MANAGEMENT DISCUSSION AND ANALYSIS
FOR THE THREE MONTHS ENDED MARCH 31, 2011

a)  
Due to the limited number of staff resources, the Company believes there are instances where a lack of segregation of duties exist to provide effective controls; and
b)  
Due to the limited number of staff resources, the Company may not have the necessary in-house knowledge to address complex accounting and tax issues that may arise.

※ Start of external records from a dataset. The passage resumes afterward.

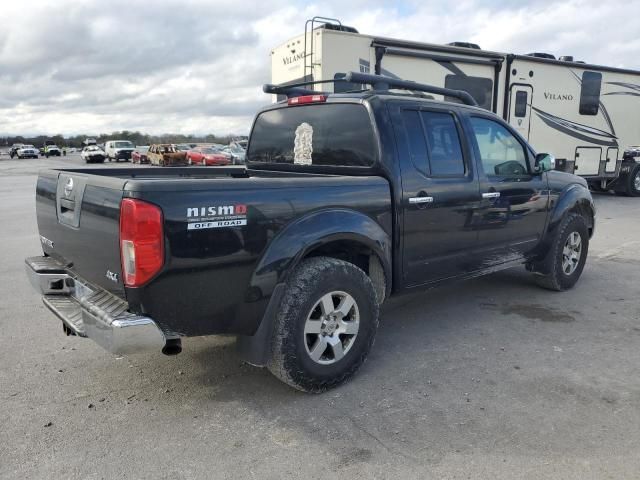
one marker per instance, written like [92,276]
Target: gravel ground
[489,378]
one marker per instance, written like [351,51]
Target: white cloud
[197,66]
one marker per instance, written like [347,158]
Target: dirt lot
[490,378]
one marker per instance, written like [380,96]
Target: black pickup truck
[346,199]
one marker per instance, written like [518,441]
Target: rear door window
[330,134]
[434,143]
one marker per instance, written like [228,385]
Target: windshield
[322,134]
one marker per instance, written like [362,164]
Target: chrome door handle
[491,195]
[418,200]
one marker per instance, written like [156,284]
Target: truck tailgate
[78,219]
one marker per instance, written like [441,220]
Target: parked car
[27,151]
[166,155]
[93,154]
[348,199]
[139,155]
[52,151]
[206,156]
[117,150]
[236,153]
[14,149]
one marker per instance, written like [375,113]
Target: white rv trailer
[586,115]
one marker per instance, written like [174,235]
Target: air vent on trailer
[541,55]
[475,46]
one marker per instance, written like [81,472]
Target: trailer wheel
[326,325]
[564,262]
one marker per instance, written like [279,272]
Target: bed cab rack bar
[290,91]
[382,82]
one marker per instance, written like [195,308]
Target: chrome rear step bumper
[92,312]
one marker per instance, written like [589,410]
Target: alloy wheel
[571,253]
[331,327]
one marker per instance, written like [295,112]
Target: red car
[139,155]
[207,156]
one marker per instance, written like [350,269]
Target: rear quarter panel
[206,285]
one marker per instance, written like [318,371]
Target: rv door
[520,108]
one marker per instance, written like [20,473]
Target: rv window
[479,88]
[590,93]
[328,134]
[521,104]
[445,153]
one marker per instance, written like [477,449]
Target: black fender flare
[314,230]
[574,198]
[287,250]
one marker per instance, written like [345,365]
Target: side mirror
[545,162]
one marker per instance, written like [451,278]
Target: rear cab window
[434,143]
[316,135]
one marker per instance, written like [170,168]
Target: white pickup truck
[118,150]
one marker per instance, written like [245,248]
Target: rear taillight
[307,99]
[141,241]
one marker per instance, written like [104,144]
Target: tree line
[137,138]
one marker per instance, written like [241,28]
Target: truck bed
[80,229]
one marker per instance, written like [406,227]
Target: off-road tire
[311,280]
[553,277]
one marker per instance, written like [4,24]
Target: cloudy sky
[197,66]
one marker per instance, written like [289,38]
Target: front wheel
[564,262]
[326,325]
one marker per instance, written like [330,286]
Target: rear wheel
[633,182]
[563,265]
[326,325]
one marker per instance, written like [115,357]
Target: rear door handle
[420,200]
[491,195]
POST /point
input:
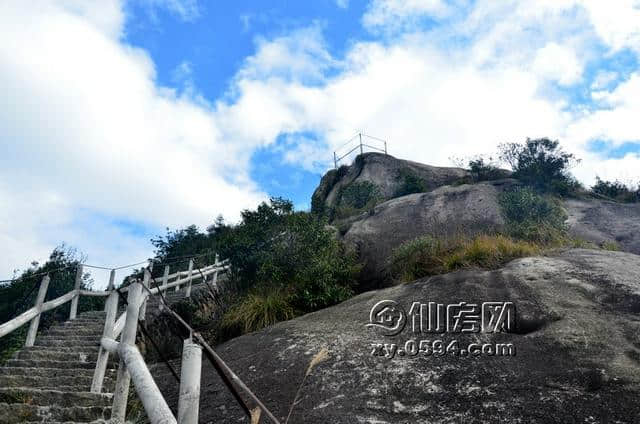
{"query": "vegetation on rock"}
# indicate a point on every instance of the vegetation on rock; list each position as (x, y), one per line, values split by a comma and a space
(20, 294)
(410, 183)
(533, 217)
(617, 191)
(541, 164)
(427, 255)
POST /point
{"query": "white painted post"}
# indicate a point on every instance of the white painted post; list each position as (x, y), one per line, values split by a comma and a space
(165, 281)
(121, 392)
(35, 322)
(189, 277)
(110, 287)
(74, 301)
(189, 400)
(145, 283)
(111, 307)
(215, 274)
(148, 392)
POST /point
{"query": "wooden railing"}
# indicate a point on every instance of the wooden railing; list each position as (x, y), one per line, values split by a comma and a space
(33, 315)
(132, 366)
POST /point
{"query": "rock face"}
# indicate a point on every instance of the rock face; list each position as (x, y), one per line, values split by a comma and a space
(465, 209)
(576, 339)
(385, 172)
(600, 221)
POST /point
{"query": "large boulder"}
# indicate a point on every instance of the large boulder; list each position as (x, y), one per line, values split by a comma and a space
(576, 338)
(466, 209)
(601, 221)
(385, 172)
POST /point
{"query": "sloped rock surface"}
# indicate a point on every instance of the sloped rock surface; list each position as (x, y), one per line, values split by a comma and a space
(600, 221)
(384, 171)
(465, 209)
(576, 338)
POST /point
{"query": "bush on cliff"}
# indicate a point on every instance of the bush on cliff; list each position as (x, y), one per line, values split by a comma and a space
(426, 255)
(279, 254)
(617, 191)
(541, 164)
(533, 217)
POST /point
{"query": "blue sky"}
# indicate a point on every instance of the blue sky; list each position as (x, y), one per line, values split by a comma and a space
(123, 117)
(211, 45)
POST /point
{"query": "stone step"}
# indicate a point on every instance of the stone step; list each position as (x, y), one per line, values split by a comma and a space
(70, 382)
(20, 413)
(52, 372)
(40, 363)
(40, 397)
(71, 332)
(68, 341)
(98, 326)
(83, 349)
(54, 355)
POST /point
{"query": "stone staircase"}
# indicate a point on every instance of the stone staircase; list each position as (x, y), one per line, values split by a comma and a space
(51, 381)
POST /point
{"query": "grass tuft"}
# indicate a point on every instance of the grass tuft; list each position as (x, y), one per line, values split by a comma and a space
(427, 255)
(258, 310)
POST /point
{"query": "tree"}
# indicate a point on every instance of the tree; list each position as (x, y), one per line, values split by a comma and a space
(19, 295)
(541, 164)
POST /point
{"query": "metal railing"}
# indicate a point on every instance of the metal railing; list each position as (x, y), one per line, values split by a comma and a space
(360, 145)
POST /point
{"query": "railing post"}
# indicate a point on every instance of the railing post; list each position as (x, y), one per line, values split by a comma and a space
(165, 281)
(35, 322)
(215, 274)
(145, 283)
(189, 400)
(188, 291)
(121, 392)
(111, 308)
(74, 301)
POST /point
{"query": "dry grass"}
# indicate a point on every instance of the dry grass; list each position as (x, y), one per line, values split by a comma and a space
(427, 256)
(258, 310)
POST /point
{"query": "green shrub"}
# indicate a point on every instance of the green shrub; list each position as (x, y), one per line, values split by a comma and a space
(610, 245)
(359, 194)
(258, 310)
(419, 257)
(542, 165)
(409, 183)
(19, 295)
(277, 250)
(356, 198)
(482, 169)
(533, 217)
(427, 255)
(617, 191)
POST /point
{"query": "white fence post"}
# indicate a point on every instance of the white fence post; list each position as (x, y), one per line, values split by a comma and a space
(74, 301)
(189, 277)
(35, 322)
(145, 283)
(189, 400)
(111, 307)
(121, 393)
(165, 281)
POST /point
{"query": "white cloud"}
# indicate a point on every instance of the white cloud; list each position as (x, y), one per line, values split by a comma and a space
(86, 131)
(395, 14)
(433, 98)
(558, 63)
(187, 10)
(97, 135)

The weaknesses and their related risks are not uncommon in a company the size of the Company because of limitations in size and number of staff.  The Company believes it has taken steps to mitigate these risks by increasing financial reporting personnel, consulting outside advisors and involving the Audit Committee and Board of Directors in reviews and consultations where necessary.  However, these weaknesses in internal controls over financial reporting could result in a more than remote likelihood that a material misstatement would not be prevented or detected. The Company believes that it must take additional steps to further mitigate these risks by consulting outside advisors on a more regular and timely basis and continuing to do periodic on-site inspections of the accounting records in Mexico.

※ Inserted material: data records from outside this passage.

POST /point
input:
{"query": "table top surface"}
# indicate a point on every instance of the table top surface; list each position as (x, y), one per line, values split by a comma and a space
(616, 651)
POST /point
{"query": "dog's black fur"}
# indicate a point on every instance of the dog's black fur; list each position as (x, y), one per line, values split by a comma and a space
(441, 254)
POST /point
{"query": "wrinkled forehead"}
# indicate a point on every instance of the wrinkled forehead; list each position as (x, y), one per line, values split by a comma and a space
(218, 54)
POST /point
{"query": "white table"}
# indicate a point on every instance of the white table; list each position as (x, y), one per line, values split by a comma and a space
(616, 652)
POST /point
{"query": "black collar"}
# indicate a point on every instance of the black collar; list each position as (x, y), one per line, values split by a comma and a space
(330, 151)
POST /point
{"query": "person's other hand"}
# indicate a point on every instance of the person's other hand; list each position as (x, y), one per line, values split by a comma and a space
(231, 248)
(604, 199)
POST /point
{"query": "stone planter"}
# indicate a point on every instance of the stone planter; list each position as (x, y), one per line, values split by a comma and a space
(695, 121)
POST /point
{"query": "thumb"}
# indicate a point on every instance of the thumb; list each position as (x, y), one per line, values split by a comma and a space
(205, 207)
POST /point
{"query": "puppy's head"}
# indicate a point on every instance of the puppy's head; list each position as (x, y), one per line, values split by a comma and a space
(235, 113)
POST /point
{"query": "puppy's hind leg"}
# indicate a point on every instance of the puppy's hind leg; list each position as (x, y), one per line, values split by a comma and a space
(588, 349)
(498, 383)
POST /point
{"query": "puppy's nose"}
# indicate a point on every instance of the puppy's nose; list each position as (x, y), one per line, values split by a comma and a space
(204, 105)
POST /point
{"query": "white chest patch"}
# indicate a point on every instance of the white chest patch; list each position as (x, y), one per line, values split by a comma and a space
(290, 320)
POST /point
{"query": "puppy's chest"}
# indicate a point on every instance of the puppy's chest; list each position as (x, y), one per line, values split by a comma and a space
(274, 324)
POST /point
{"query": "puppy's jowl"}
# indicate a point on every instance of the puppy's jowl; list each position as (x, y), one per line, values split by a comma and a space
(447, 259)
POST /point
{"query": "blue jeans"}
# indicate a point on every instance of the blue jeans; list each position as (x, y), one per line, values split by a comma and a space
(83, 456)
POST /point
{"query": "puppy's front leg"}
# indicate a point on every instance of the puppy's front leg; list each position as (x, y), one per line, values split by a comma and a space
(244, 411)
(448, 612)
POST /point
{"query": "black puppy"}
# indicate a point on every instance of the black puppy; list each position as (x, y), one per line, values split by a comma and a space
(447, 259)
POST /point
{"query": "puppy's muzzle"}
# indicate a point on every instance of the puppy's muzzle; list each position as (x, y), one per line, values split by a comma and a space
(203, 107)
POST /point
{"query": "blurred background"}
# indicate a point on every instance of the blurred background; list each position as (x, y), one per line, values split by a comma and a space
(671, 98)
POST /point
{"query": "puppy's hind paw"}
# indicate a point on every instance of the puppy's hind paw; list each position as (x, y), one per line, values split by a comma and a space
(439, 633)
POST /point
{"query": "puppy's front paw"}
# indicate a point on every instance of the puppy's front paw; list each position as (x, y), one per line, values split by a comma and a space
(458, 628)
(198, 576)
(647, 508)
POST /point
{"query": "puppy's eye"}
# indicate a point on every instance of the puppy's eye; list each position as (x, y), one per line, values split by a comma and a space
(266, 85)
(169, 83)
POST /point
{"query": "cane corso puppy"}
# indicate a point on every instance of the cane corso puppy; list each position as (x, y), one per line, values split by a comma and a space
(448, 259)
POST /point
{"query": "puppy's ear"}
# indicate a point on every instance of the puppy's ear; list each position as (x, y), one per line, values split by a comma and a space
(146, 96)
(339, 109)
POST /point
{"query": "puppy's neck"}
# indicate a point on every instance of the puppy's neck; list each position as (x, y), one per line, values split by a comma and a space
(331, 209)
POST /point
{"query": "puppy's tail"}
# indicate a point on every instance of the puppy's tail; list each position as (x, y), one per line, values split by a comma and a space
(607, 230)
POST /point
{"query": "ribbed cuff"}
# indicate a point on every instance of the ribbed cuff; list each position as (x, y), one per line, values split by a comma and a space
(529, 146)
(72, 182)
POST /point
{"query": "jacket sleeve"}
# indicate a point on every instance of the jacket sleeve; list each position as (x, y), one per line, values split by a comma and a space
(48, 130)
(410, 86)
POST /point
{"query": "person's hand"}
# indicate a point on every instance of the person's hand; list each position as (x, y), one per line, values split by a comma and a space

There have been no changes in the Company’s internal controls over financial reporting that occurred during the period ended March 31, 2011 that have materially affected, or are reasonably likely to materially affect, the Company’s internal controls over financial reporting.
 

Cautionary Statement

This MD&A is based on a review of the Company’s operations, financial position and plans for the future based on facts and circumstances as of June 27, 2011. Except for historical information or statements of fact relating to the Company, this document contains “forward-looking statements” within the meaning of applicable Canadian securities regulations. There can be no assurance that such statements will prove to be accurate, and future events and actual results could differ materially from those anticipated in such statements. Important factors that could cause actual results to differ materially from our expectations are disclosed in the Company’s documents filed from time to time via SEDAR with the Canadian regulatory agencies to whose policies we are bound. Forward-looking statements are based on the estimates and opinions of management on the date the statements are made, and we do not undertake any obligation to update forward-looking statements should conditions or our estimates or opinions change. These statements involve known and unknown risks, uncertainties, and other factor that may cause the Company’s actual results, levels of activity, performance or achievements to be materially different from any future results, levels of activity, performance or achievement expressed or implied by these forward-looking statements.